At first sight, Cicek’s decision to react aggressively to the Yargitay’s statement rather than respond with a dignified silence might appear to be a miscalculation. Although the two bodies are distinct, the members of both the Constitutional Court and the Yargitay are drawn from the Turkish judiciary. Even if individuals disagree with each other over points of law, there is nevertheless a very strong sense of institutional solidarity. In such circumstances, attacking the one will not endear the AKP to the other.

However, even if Prime Minister Recep Tayyip Erdogan continues to insist in public that he expects the Constitutional Court to issue a ruling in the closure case as early as July and that he is confident that the party will remain open, most leading members of the AKP privately believe that it is a question of when, not if, the party is likely to be closed down.

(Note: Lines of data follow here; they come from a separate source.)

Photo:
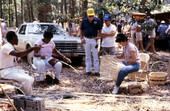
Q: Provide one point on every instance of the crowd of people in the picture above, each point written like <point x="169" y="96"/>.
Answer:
<point x="128" y="35"/>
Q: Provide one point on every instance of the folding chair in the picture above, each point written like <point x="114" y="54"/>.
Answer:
<point x="143" y="71"/>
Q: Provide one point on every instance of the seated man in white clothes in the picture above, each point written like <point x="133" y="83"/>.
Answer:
<point x="43" y="58"/>
<point x="7" y="68"/>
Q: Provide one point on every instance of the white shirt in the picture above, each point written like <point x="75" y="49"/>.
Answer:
<point x="46" y="50"/>
<point x="6" y="60"/>
<point x="109" y="41"/>
<point x="133" y="26"/>
<point x="167" y="30"/>
<point x="128" y="48"/>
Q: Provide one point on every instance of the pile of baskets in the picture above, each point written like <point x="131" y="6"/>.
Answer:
<point x="157" y="78"/>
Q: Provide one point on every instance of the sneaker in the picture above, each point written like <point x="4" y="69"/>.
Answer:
<point x="155" y="53"/>
<point x="87" y="73"/>
<point x="96" y="74"/>
<point x="115" y="90"/>
<point x="56" y="81"/>
<point x="49" y="80"/>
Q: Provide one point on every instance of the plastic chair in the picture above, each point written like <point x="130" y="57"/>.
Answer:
<point x="143" y="71"/>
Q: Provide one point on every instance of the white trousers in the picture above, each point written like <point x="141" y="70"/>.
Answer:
<point x="91" y="52"/>
<point x="20" y="76"/>
<point x="133" y="36"/>
<point x="43" y="65"/>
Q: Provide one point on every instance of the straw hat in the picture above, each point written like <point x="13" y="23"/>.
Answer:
<point x="90" y="12"/>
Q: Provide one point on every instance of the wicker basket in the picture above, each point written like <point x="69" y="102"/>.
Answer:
<point x="109" y="68"/>
<point x="157" y="78"/>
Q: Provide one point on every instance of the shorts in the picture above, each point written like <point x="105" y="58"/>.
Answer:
<point x="152" y="34"/>
<point x="138" y="36"/>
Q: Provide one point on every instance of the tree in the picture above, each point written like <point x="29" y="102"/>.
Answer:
<point x="22" y="11"/>
<point x="16" y="17"/>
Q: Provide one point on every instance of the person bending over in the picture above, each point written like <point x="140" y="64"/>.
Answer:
<point x="7" y="68"/>
<point x="130" y="58"/>
<point x="43" y="58"/>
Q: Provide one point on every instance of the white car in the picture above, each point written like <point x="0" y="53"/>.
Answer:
<point x="29" y="33"/>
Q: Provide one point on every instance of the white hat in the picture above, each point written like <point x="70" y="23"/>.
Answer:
<point x="162" y="22"/>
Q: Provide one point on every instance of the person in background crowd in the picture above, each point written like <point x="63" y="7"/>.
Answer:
<point x="7" y="68"/>
<point x="150" y="21"/>
<point x="90" y="33"/>
<point x="120" y="26"/>
<point x="108" y="36"/>
<point x="0" y="35"/>
<point x="43" y="58"/>
<point x="130" y="58"/>
<point x="4" y="30"/>
<point x="126" y="28"/>
<point x="139" y="37"/>
<point x="114" y="22"/>
<point x="133" y="30"/>
<point x="168" y="36"/>
<point x="161" y="29"/>
<point x="36" y="20"/>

“If Prime Minister Erdogan is sincere when he says he believes the court will not close his party, he is alone in his judgment,” wrote columnist Fehmi Koru, a committed, and often combative, AKP supporter, who is very close to many in the party leadership. “Members of [Erdogan’s] council of ministers confide in their close friends, and almost all of them are negative in their expectations. I haven’t come across a single party member, neither senior nor junior, who predicts the survival of the AK Party. Once in a while their hope increases, only to be brought down again after hearing from more senior members” (Today’s Zaman, May 22).

As a result, fueling a confrontation with the judiciary may actually appear to be in the long-term interests of the current members of the AKP, inasmuch as it bolsters their contention that the closure case is not about Islam and secularism but a clash between a democratically-elected government and a handful of unelected reactionary officials. If they can succeed in this characterization, even if the AKP is eventually outlawed, any successor party will be able to base its popular appeal on a claim to democratic legitimacy rather than on potentially much more hazardous arguments about whether the AKP really did represent a threat to the traditional Turkish interpretation of secularism.